We discovered a simple test failing on windows only: sunpy/sunpy#7754

I have investigated the symptoms of this in some detail but have not tried to find the cause: In short it seems like matrix multiplications with largeish numbers fails inconsistently in windows, and when it does fail it will fail a few times in a row before returning to normal.
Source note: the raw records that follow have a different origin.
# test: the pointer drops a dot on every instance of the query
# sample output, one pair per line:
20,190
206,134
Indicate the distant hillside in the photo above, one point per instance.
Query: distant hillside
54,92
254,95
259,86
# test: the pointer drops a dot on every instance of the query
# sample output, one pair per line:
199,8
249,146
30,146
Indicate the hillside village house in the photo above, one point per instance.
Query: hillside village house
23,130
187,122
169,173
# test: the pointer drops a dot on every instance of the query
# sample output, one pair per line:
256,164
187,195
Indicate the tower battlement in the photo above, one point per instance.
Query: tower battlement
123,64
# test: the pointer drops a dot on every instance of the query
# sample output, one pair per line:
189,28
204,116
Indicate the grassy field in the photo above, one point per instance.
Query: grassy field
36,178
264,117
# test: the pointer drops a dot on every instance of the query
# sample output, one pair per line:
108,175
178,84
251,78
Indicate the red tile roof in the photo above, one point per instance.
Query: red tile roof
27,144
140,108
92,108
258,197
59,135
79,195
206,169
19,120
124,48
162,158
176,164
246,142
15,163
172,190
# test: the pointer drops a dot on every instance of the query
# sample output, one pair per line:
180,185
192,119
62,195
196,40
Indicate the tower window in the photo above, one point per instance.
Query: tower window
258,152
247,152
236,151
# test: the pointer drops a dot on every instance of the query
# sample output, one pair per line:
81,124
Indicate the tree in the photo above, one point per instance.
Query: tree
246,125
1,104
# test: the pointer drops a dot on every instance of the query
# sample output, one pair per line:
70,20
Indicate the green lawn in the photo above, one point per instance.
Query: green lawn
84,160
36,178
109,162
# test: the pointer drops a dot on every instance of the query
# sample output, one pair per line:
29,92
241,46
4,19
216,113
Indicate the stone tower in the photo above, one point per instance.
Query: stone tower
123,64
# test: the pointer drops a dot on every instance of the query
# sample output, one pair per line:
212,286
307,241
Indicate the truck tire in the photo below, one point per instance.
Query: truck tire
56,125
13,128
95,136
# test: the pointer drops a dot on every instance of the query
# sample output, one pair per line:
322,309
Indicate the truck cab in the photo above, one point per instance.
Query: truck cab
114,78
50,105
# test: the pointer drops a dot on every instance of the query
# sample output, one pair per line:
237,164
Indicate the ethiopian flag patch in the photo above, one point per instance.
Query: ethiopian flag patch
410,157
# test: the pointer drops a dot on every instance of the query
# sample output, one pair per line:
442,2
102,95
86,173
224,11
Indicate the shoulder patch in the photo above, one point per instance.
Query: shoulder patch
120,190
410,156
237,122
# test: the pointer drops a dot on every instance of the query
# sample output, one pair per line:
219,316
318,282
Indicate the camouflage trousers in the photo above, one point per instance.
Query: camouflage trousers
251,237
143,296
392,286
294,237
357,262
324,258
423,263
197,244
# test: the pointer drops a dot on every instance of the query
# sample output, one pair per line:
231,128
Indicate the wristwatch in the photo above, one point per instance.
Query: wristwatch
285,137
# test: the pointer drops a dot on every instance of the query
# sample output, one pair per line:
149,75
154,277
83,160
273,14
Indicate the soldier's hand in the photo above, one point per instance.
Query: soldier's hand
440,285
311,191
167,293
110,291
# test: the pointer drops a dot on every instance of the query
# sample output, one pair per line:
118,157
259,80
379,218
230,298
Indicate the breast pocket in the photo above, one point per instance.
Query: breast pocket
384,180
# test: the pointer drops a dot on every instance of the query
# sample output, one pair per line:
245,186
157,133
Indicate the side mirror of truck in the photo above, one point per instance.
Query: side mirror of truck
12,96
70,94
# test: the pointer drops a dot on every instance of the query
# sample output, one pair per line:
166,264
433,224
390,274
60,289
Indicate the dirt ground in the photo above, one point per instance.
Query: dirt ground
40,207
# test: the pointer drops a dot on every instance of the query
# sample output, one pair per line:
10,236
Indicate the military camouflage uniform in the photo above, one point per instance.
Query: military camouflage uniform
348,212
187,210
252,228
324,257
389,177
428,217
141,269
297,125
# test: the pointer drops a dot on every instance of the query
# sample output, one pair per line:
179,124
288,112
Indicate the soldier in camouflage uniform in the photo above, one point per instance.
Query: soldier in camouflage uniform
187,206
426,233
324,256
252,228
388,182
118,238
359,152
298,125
I would suspect openblas but the failure never occurs with numpy <2

Reproduce the code example:

import numpy as np
def test():
    # Test whether matrix multiplication involving a large matrix always gives the same answer
    # This indirectly tests whichever BLAS/LAPACK libraries that NumPy is linking to (if any)
    x = np.arange(500000, dtype=np.float64)
    src = np.vstack((x, -10*x)).T
    matrix = np.array([[0, 1], [1, 0]])

    expected = np.vstack((-10*x, x)).T  # src @ matrix
    
    mismatches = np.zeros(500, int)
    for i in range(len(mismatches)):
        result = src @ matrix
        mismatches[i] = (~np.isclose(result, expected)).sum()
        if mismatches[i] != 0:
            print(f"{mismatches[i]} mismatching elements in multiplication #{i}")

Error message:

This bug is absolutely wild by the way:

With numpy 2.0.1:

16 mismatching elements in multiplication #22
316 mismatching elements in multiplication #33
28 mismatching elements in multiplication #53
307 mismatching elements in multiplication #100
32 mismatching elements in multiplication #201
32 mismatching elements in multiplication #267
288 mismatching elements in multiplication #272
1177 mismatching elements in multiplication #276
1596 mismatching elements in multiplication #289
32 mismatching elements in multiplication #298
16 mismatching elements in multiplication #314
3268 mismatching elements in multiplication #407
1403 mismatching elements in multiplication #419
64 mismatching elements in multiplication #446

with numpy 2.0.0

80 mismatching elements in multiplication #0
920 mismatching elements in multiplication #183
683 mismatching elements in multiplication #186
232 mismatching elements in multiplication #187
400 mismatching elements in multiplication #190
1217 mismatching elements in multiplication #195
1515 mismatching elements in multiplication #249
593 mismatching elements in multiplication #269
108 mismatching elements in multiplication #285
120 mismatching elements in multiplication #295
204 mismatching elements in multiplication #332
78 mismatching elements in multiplication #357
1816 mismatching elements in multiplication #380
164 mismatching elements in multiplication #396
48 mismatching elements in multiplication #492

with 1.26.4 it passes.

So it is a numpy 2 issue and not a 2.0.1 issue... it is also random:

Inserting a return and a break on the first time the matmul fails:

In [52]: test()
32 mismatching elements in multiplication #27

In [53]: test()
152 mismatching elements in multiplication #44

In [54]: test()
108 mismatching elements in multiplication #75

In [55]: test()
68 mismatching elements in multiplication #44

In [56]: test()
964 mismatching elements in multiplication #1

In [57]: test()
228 mismatching elements in multiplication #89

In [58]: test()
24 mismatching elements in multiplication #0

In a given set of multiplications the errors always have the same values.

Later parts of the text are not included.